As the coronavirus outbreak is “very serious”, it is vital that governments respond by collecting and analyzing citizens’ data, said Louisa Jorm, director of the Center for Big Data Research in Health in Australia.
“Some temporary invasion of privacy is inevitable if government authorities are to mount an effective public health response,” said Jorm, based at the University of New South Wales, which is not directly involved in the pandemic response.
Some of the greatest fears about high tech social control are in China where people are required to use software on their smartphones that determines whether they should be quarantined or can be allowed into subways and public spaces.
A New York Times analysis found that the system appeared to share people’s locations with the police, in a country which already has the world’s most sophisticated system of electronic surveillance.
AI and security camera companies in China have been touting systems which they say can recognize faces even if people are wearing masks or hats and report them to authorities, while maps can show locations of buildings where infected patients live.
Governments have extraordinary powers during emergencies but “typically with due process checks on the necessity, validity, and proportionality of those powers,” said Sean McDonald of the Center for International Governance Innovation.
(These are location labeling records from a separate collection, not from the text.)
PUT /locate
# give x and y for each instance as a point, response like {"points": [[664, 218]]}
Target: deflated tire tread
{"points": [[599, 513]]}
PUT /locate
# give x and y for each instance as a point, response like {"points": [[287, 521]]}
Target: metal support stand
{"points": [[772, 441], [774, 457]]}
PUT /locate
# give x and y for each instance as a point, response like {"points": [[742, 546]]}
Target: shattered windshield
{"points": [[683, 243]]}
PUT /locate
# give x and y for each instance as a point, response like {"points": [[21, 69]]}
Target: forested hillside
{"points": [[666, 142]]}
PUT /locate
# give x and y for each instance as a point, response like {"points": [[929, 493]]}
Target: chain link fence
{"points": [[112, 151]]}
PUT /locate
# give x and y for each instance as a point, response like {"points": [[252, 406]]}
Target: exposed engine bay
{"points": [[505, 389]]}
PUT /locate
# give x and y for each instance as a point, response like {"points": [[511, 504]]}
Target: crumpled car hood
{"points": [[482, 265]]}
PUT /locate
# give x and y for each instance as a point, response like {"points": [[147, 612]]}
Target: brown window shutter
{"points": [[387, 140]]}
U.S. authorities used Uber records to track a suspected coronavirus patient to Mexico, while South Korea used seized mobile phone records to quarantine thousands during an outbreak of the Middle East Respiratory Syndrome (MERS) in 2015, he said.
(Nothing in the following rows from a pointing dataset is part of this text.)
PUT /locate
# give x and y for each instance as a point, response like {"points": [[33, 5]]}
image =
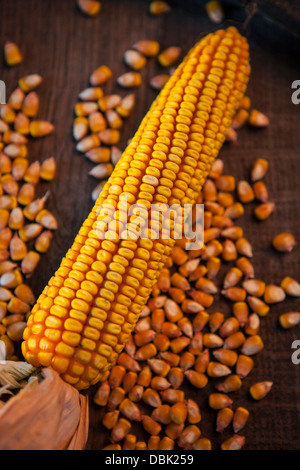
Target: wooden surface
{"points": [[65, 47]]}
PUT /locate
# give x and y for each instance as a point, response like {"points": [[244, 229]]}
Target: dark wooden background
{"points": [[64, 47]]}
“The real risk, in situations like this, is that institutions will develop large surveillance mechanisms that they repurpose for more political or commercial means,” said McDonald, a senior fellow at the Canadian think-tank.
At the University of Electronic Science and Technology of China, it has been mandatory since February for staff to submit information including their location and any contact with people from heavily affected areas, said one employee, Liaoyuan Zeng.
The professor also said police had come to his apartment to collect information on the family, including travel history.
“To me, this is a very reasonable data collection activity for safety reasons,” he said.
“Uploading my body temperature, family information, travel history … is no problem at all, especially when data collection and surveillance is reasonable under this special circumstance,” he said in emailed comments.
Countries need strong data protection laws and independent authorities who can ensure that data are not kept indefinitely or used for political purposes, and few Asian countries have such checks and balances, said Chima.
Asian countries are also using the outbreak to impose stricter information controls, and arresting and punishing people for allegedly spreading false information or criticizing authorities for mishandling the outbreak.
“There’s a danger that when you increase surveillance and information controls, it can undermine the public health system,” said Chima, citing the example of the Chinese doctor who first raised the alarm over the virus, and was reprimanded.
“Surveillance itself can never be a solution,” he said.